Para la Italia fascista, il duce. Para la Alemania nazi, sieg heil. Para la Colombia (de siempre), ¡ajúa!

Ajúa fue el grito militar que su general Eduardo Zapateiro, nuevo comandante del ejército nacional, exclamó efervescente en una transmisión de noticiero, a nivel nacional.

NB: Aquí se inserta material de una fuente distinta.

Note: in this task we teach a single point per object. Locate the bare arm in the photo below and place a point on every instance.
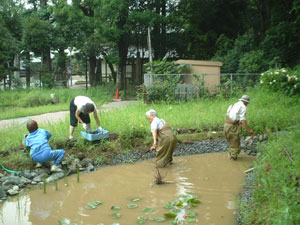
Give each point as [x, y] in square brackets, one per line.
[96, 117]
[154, 146]
[77, 116]
[245, 125]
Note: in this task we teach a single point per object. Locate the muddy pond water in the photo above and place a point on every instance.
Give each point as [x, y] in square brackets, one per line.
[211, 178]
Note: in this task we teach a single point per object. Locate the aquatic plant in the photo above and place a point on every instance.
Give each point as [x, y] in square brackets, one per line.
[158, 178]
[93, 205]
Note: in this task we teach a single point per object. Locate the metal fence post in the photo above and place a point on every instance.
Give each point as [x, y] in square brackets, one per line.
[231, 83]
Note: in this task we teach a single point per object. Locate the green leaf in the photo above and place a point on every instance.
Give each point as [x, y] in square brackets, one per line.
[115, 207]
[141, 219]
[116, 215]
[190, 219]
[93, 205]
[131, 206]
[174, 221]
[170, 215]
[135, 199]
[192, 213]
[175, 211]
[147, 210]
[179, 204]
[158, 219]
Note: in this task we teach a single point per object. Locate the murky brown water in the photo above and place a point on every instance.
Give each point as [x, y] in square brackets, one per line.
[216, 179]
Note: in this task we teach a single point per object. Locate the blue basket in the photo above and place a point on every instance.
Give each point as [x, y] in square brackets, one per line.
[95, 135]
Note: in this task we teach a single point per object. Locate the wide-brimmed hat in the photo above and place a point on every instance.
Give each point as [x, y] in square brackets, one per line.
[245, 98]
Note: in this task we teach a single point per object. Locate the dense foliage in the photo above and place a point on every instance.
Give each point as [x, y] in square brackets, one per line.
[276, 195]
[286, 80]
[247, 36]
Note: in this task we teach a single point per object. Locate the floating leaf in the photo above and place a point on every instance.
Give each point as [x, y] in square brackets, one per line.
[190, 219]
[115, 207]
[170, 215]
[192, 213]
[174, 221]
[131, 206]
[135, 199]
[175, 211]
[116, 215]
[147, 210]
[179, 204]
[158, 219]
[141, 219]
[93, 205]
[193, 201]
[170, 205]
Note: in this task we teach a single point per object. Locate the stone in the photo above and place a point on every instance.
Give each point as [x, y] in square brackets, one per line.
[40, 177]
[10, 180]
[54, 177]
[81, 156]
[27, 174]
[2, 193]
[86, 162]
[42, 170]
[12, 192]
[90, 168]
[25, 180]
[248, 152]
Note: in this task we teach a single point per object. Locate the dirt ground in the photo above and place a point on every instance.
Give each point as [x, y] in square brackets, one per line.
[57, 116]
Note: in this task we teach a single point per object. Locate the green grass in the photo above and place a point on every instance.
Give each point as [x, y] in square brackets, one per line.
[19, 103]
[267, 110]
[276, 198]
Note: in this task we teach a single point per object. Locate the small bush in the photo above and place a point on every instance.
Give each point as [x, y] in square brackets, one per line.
[286, 80]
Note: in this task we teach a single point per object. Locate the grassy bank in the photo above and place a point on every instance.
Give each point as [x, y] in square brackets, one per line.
[19, 103]
[276, 198]
[268, 110]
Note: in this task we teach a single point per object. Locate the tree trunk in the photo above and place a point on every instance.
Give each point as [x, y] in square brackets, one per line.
[92, 67]
[27, 69]
[99, 72]
[60, 72]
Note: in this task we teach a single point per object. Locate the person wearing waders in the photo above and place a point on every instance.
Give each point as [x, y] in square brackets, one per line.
[40, 150]
[164, 140]
[80, 108]
[236, 116]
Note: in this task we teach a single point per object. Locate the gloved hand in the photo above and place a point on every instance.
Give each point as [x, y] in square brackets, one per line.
[101, 130]
[84, 126]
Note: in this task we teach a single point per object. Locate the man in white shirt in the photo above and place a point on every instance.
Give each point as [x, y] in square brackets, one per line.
[236, 115]
[80, 108]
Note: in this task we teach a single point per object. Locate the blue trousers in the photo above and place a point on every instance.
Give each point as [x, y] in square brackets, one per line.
[49, 155]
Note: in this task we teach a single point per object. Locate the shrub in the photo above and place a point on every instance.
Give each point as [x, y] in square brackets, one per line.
[286, 80]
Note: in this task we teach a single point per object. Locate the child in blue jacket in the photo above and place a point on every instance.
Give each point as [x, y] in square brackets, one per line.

Un espectáculo casi circense (de circo) que se acerca a una payasada (de ejercito) que se dejó ver y escuchar en los televisores de los colombianos.

Con mirada amenazante, corporalidad contundente y voz estridente, un hombre en camuflado escupía un discurso cualquiera y digo cualquiera, porque era eso y nada más, un espectáculo de sus talentos para la demagogia, un talento peligroso y más en una persona con su cargo.

La demagogia proviene de las raíces griegas (que no pegaremos aquí) pero que en resumidas cuentas significan conducir o guiar al pueblo, en este método las palabras se convierten en instrumento de persuasión y más aún de manipulación.

Ya que los griegos le dieron el nombre a todo, no se podían quedar sin acuñar aquel, los sofistas eran un parche muy famoso de hace unos 2500 años, que se dedicaban, entre otras, a seducir con la palabra y uno que otro, claro, a decir sofismas (razones o argumentos falsos) (RAE). La demagogia de estos pensadores nunca le cuadró a Aristóteles, quien tildaba este discurso de aberrante, por degenerar la democracia y convertirla en una alocución de palabras bonitas pero vacías, que se alejaban de la razón.

Y precisamente tenía eso, razón, los sofistas iban a conquistar altos escaños en la polis, a punta de palabras bonitas, pero no solo ellos, la demagogia sería un instrumento que iba reencarnar en los políticos y los milicianos del mañana, por los siglos de los siglos (amén).

Lo siguiente leerlo con voz hitleriana (o de Paloma Valencia o del senador Mejía, va dar igual): “¡un pueblo triste y con hambre, debe levantarse entre las colinas verdes de este mi país amado y guerrero, ¡donde la desgracia ya se acabo!” (tengan la bondad de sentarse). Pues lo anterior no son más que una sarta de estupideces, vacías y sin fundamento, un ejemplo más de demagogia barata. Pero estos discursos ampliamente reproducidos no son tan estúpidos como ya habíamos dicho, sino son más bien peligrosos, dado que apelan a los sentimientos y a las pasiones, que van creando fanatismos insostenibles.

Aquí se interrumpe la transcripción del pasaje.